The song is also regularly played at stock car racing events at Cowdenbeath Racewall, especially at the annual memorial race in tribute to Raymond Gunn, a driver who lost his life at the venue in 2003.

==Multiple releases==
"Dignity" has been officially released as a single three times. It was first released as the lead single of the band's first album Raintown. The single failed to chart in the UK, although it did reach the lower region of the charts in the Netherlands, and sales on the album were slow to start. The 12" version of the first release featured a different vocal and alternate lyrics. After the release of two subsequent singles, "Dignity" was re-recorded in November 1987 by Bob Clearmountain and re-released in January 1988 as the fourth single (and second release of "Dignity"). The second release charted on the UK Singles Chart and its success helped increase sales of Raintown.

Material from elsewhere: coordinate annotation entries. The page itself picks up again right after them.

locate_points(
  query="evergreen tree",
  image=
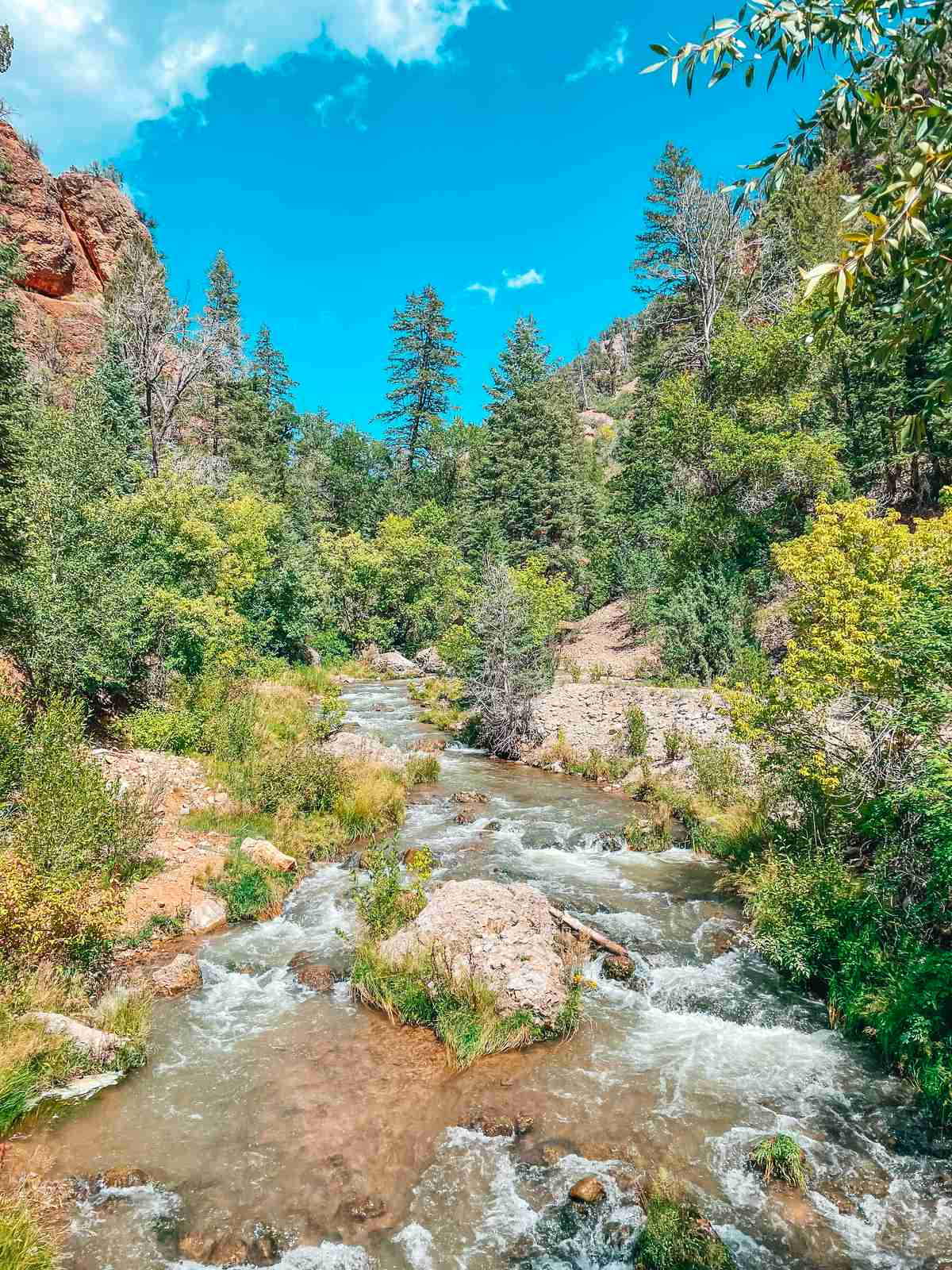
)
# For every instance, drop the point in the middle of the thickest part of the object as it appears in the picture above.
(658, 252)
(524, 489)
(222, 306)
(270, 371)
(121, 413)
(419, 368)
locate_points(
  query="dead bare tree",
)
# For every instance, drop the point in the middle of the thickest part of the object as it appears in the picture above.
(167, 349)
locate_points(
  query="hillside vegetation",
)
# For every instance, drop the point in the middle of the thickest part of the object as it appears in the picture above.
(758, 486)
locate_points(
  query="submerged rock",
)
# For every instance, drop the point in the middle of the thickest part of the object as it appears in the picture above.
(501, 935)
(588, 1191)
(499, 1124)
(313, 975)
(366, 749)
(182, 975)
(395, 664)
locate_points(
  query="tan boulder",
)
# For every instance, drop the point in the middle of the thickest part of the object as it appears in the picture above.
(206, 914)
(501, 935)
(181, 975)
(266, 854)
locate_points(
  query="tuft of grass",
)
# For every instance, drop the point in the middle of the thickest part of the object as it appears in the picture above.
(25, 1241)
(423, 770)
(32, 1060)
(372, 806)
(463, 1011)
(676, 1236)
(719, 772)
(782, 1159)
(251, 893)
(635, 730)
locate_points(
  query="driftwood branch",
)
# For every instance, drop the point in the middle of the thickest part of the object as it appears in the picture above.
(596, 937)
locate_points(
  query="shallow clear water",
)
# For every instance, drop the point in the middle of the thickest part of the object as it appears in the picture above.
(270, 1106)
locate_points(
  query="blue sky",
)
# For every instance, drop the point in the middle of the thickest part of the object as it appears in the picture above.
(343, 152)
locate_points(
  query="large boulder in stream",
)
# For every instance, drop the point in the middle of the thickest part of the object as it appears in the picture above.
(365, 749)
(503, 935)
(397, 664)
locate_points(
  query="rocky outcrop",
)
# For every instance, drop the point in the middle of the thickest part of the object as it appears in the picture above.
(206, 914)
(70, 232)
(365, 749)
(429, 660)
(501, 935)
(267, 855)
(395, 664)
(181, 975)
(593, 715)
(102, 1047)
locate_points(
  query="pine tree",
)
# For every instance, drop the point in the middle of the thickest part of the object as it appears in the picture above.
(122, 416)
(222, 305)
(270, 371)
(419, 368)
(524, 489)
(658, 254)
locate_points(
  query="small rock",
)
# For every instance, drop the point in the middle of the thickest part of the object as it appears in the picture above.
(120, 1179)
(499, 1124)
(181, 975)
(431, 662)
(313, 975)
(365, 1208)
(414, 856)
(267, 855)
(588, 1191)
(206, 916)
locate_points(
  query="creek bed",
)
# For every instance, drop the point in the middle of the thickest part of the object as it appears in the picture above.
(267, 1108)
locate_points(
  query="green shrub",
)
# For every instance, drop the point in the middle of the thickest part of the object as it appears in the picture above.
(719, 772)
(676, 1236)
(704, 625)
(251, 892)
(635, 730)
(382, 905)
(67, 821)
(781, 1157)
(294, 776)
(422, 772)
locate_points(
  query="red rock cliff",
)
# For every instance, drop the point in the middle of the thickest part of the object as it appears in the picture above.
(70, 232)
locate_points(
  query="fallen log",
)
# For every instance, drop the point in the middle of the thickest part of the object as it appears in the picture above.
(587, 933)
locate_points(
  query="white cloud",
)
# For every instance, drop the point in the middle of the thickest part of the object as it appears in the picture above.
(486, 290)
(86, 71)
(531, 279)
(608, 57)
(348, 103)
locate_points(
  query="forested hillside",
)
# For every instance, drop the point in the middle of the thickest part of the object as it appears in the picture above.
(757, 463)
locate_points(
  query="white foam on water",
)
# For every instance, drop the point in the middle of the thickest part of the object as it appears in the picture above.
(319, 1257)
(416, 1241)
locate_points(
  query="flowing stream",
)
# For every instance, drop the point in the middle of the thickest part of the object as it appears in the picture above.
(267, 1108)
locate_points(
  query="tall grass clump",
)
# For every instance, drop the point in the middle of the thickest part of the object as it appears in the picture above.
(25, 1241)
(676, 1236)
(781, 1159)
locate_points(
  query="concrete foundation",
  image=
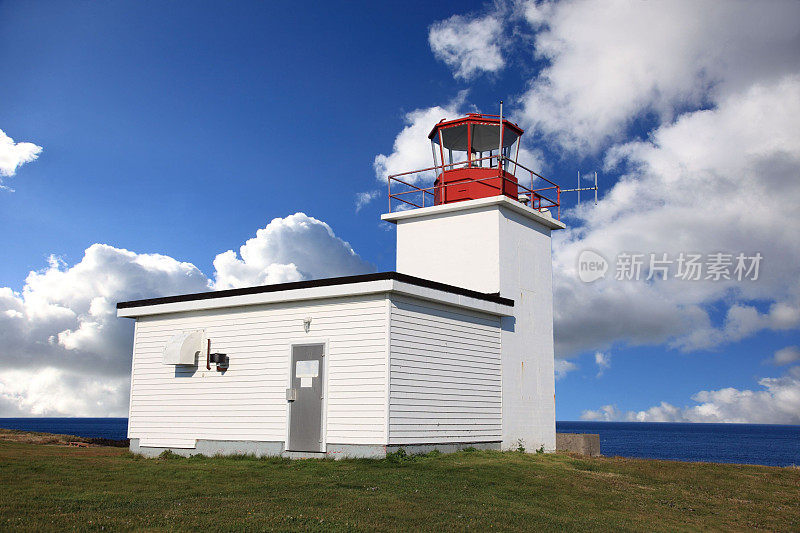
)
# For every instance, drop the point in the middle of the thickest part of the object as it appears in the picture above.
(335, 451)
(580, 443)
(215, 447)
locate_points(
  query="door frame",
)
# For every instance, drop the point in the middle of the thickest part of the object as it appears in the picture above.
(306, 341)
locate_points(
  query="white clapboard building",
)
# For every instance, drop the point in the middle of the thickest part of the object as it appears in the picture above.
(455, 349)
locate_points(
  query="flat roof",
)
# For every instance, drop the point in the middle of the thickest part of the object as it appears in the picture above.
(325, 282)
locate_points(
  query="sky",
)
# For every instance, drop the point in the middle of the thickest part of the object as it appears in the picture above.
(152, 148)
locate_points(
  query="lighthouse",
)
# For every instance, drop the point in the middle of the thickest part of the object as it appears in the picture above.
(452, 350)
(479, 227)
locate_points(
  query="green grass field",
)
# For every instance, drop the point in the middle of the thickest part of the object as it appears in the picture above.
(52, 487)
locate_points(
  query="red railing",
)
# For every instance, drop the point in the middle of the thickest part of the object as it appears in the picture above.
(538, 199)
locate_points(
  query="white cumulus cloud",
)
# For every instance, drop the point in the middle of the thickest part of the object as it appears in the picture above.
(786, 356)
(707, 183)
(288, 249)
(412, 148)
(15, 154)
(777, 402)
(468, 45)
(611, 62)
(603, 362)
(63, 351)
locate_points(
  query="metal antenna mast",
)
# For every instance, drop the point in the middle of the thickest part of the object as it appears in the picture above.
(579, 188)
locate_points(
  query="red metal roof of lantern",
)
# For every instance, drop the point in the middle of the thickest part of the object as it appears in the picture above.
(474, 157)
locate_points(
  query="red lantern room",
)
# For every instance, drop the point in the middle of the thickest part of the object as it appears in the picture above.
(474, 157)
(469, 161)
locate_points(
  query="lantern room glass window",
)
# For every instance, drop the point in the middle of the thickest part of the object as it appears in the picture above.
(480, 141)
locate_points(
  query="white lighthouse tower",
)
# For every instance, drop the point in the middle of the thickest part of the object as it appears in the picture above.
(479, 228)
(452, 351)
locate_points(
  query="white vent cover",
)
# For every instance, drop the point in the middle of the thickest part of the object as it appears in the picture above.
(184, 348)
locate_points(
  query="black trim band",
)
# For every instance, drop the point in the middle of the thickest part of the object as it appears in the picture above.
(326, 282)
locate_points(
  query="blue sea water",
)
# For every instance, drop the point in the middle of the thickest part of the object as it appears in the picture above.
(717, 443)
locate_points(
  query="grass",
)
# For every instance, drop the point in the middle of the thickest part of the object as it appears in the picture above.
(50, 487)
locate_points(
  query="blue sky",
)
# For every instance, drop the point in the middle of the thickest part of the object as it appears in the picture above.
(182, 128)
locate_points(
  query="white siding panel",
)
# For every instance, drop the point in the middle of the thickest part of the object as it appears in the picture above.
(248, 401)
(445, 374)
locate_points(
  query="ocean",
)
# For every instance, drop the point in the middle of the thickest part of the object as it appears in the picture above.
(716, 443)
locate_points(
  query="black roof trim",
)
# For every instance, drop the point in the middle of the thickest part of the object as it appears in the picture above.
(326, 282)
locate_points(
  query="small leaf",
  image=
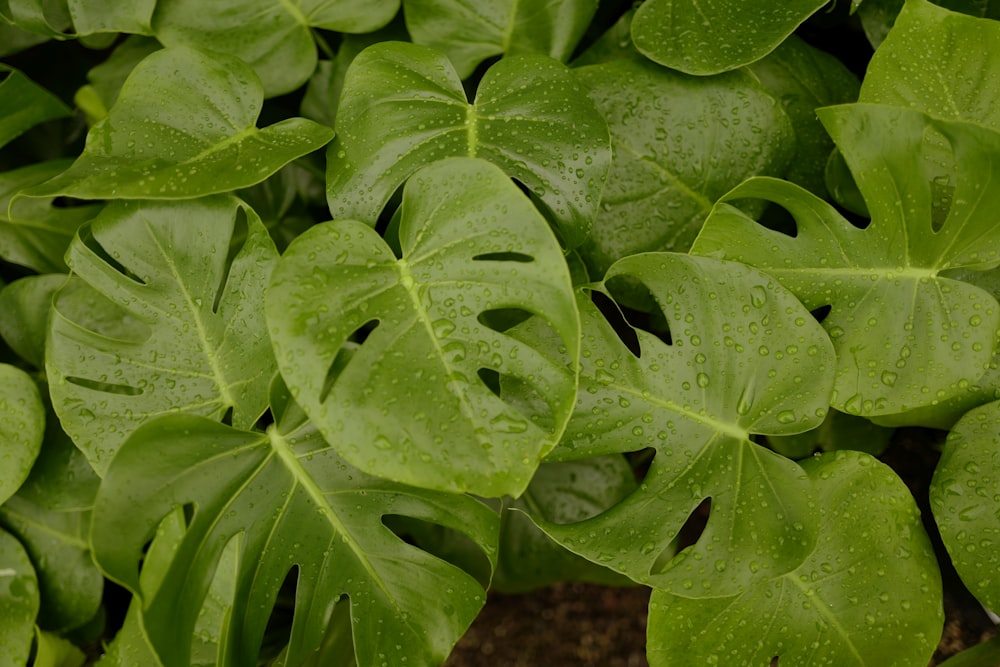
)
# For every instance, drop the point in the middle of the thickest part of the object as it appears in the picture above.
(470, 31)
(403, 106)
(274, 38)
(284, 502)
(868, 594)
(411, 402)
(183, 126)
(22, 425)
(167, 316)
(965, 498)
(905, 334)
(744, 358)
(708, 37)
(672, 161)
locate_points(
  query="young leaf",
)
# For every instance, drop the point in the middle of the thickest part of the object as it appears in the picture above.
(470, 31)
(18, 602)
(183, 126)
(289, 504)
(868, 594)
(672, 160)
(275, 38)
(169, 318)
(22, 425)
(709, 37)
(965, 498)
(403, 106)
(906, 336)
(412, 402)
(745, 358)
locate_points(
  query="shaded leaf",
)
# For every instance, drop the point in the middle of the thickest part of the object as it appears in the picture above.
(868, 594)
(183, 126)
(285, 501)
(712, 36)
(965, 498)
(906, 335)
(745, 358)
(470, 31)
(274, 38)
(403, 106)
(168, 317)
(411, 402)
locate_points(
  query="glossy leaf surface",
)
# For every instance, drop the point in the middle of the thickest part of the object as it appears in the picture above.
(868, 594)
(412, 403)
(184, 126)
(168, 316)
(745, 358)
(403, 106)
(905, 335)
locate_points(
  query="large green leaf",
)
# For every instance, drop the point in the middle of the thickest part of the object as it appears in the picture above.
(744, 358)
(413, 402)
(170, 317)
(183, 126)
(868, 594)
(275, 38)
(470, 31)
(403, 106)
(22, 425)
(713, 36)
(24, 104)
(18, 602)
(672, 137)
(965, 498)
(925, 64)
(284, 501)
(906, 336)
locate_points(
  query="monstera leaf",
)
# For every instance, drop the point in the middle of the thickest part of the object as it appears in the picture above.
(744, 358)
(906, 336)
(396, 360)
(965, 498)
(167, 316)
(868, 594)
(184, 125)
(712, 36)
(470, 31)
(283, 502)
(275, 38)
(403, 106)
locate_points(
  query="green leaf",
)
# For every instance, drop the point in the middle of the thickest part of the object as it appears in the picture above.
(170, 317)
(183, 127)
(672, 161)
(24, 104)
(412, 403)
(33, 232)
(965, 499)
(274, 38)
(403, 106)
(287, 502)
(805, 78)
(944, 64)
(70, 584)
(712, 36)
(470, 31)
(22, 425)
(18, 602)
(745, 358)
(868, 594)
(906, 335)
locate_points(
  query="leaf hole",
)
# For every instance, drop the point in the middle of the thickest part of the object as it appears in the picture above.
(238, 239)
(104, 387)
(447, 544)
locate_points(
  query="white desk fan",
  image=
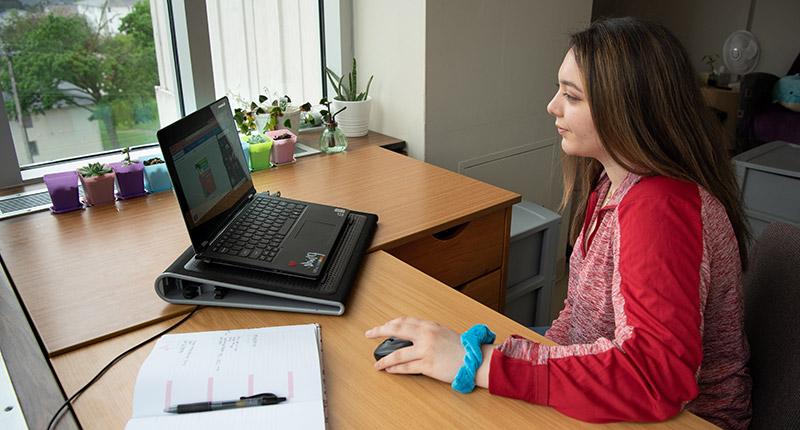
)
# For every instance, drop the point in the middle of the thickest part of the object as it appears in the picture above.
(740, 53)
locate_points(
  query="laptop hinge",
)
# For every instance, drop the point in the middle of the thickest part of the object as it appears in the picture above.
(233, 216)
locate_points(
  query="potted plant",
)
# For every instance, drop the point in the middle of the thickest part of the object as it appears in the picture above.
(712, 77)
(258, 152)
(283, 115)
(156, 176)
(355, 121)
(130, 177)
(63, 190)
(255, 144)
(98, 184)
(332, 138)
(283, 146)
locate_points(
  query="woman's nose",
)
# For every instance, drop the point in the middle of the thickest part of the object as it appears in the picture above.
(554, 107)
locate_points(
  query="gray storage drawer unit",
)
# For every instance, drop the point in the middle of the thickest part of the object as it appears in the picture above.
(769, 179)
(531, 263)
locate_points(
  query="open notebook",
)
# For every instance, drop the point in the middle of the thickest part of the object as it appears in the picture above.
(225, 365)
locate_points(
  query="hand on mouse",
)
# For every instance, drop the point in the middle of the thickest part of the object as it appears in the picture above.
(437, 351)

"Dignity" was released for a third time as the second single from Deacon Blue's first greatest hits compilation Our Town - The Greatest Hits. During the third release, two companion CD singles were released—one with the original version of "Dignity" and one with the Bob Clearmountain re-recording.

==Track listings==
All songs written by Ricky Ross, except where noted:

===Dignity (1st release) (March 1987)===
7" single (Deac 1)
1. "Dignity" - 4:00
2. "Riches" - 2:39

Cassette single (XPC 4011) (packaged with 7" single)
1. "Dignity" - 4:00
2. "Riches" - 2:39
3. Edited excerpts of songs from Raintown

12" single (Deac t1)
1. "Dignity (12" Version)"
2. "Riches" (12" Version)"
3. "Ribbons and Bows" - 4:18

===Dignity (2nd release) (January 1988)===
7" single (Deac 4)
1. "Dignity [Bob Clearmountain recording]" - 4:13
2. "Suffering" - 2:44

7" extended play single (Deac ep4)
1. "Dignity [Bob Clearmountain recording]" - 4:13
2. "Suffering" - 2:44
3. "Raintown (Piano Version)" - 3:40
4. "Ronnie Spector" (Ross, Kelling, Prime) - 3:29

10" single (Deac q4)
1. "Dignity [Bob Clearmountain recording]" - 4:13
2. "Suffering" - 2:44
3. "Shifting Sand" (Ross, Prime) - 3:18

12" single (Deac t4)
1. "Dignity [Bob Clearmountain recording] (Extended Version)"
2. "Just Like Boys" (Ross, Prime) - 3:13
3. "Shifting Sand" (Ross, Prime) - 3:18
4. "Ronnie Spector" (Ross, Kelling, Prime) - 3:29

CD single (CDDeac 4)
1. "Dignity [Bob Clearmountain recording]"
2. "Suffering" - 2:44
3. "Just Like Boys" (Ross, Prime) - 3:13
4. "Shifting Sand" (Ross, Prime) - 3:18

===Dignity (3rd release) (May 1994)===
Cassette single (660448 4)
1. "Dignity [Bob Clearmountain recording]" - 4:16
2. "Beautiful Stranger" (Ross, Prime) - 3:54

CD single A (660448 2)
1. "Dignity [Bob Clearmountain recording]" - 4:16
2. "Beautiful Stranger" (Ross, Prime) - 3:54
3. "Waves of Sorrow (Piano and Vocal Version)" - 3:25
4. "Bethlehem's Gate (Piano and Vocal Version)" - 3:33

CD single B (660448 5)
1. "Dignity" - 4:03
2. "Fergus Sings the Blues (Live from the Hammersmith Odeon, 22.04.93)" (Ross, Prime) - 4:10
3. "Loaded (Live from the Hammersmith Odeon, 22.04.93)" - 3:51
4. "Chocolate Girl (Live from the Hammersmith Odeon, 22.04.93) [with "My Girl" melody]" - 6:22

==Charts==

===Weekly charts===

| Chart (1987) | Peak position |
|---|---|
| Dutch GfK chart | 45 |
| Italy Airplay (Music & Media) | 15 |

| Chart (1988) | Peak position |
|---|---|
| UK Singles Chart | 31 |
| US Billboard Mainstream Rock Tracks | 22 |

| Chart (1994) | Peak position |
|---|---|
| UK Singles Chart | 20 |

==Certifications==

| Region | Certification | Certified units/sales |
| United Kingdom (BPI) | Gold | 400,000^{‡} |
^{‡} Sales+streaming figures based on certification alone.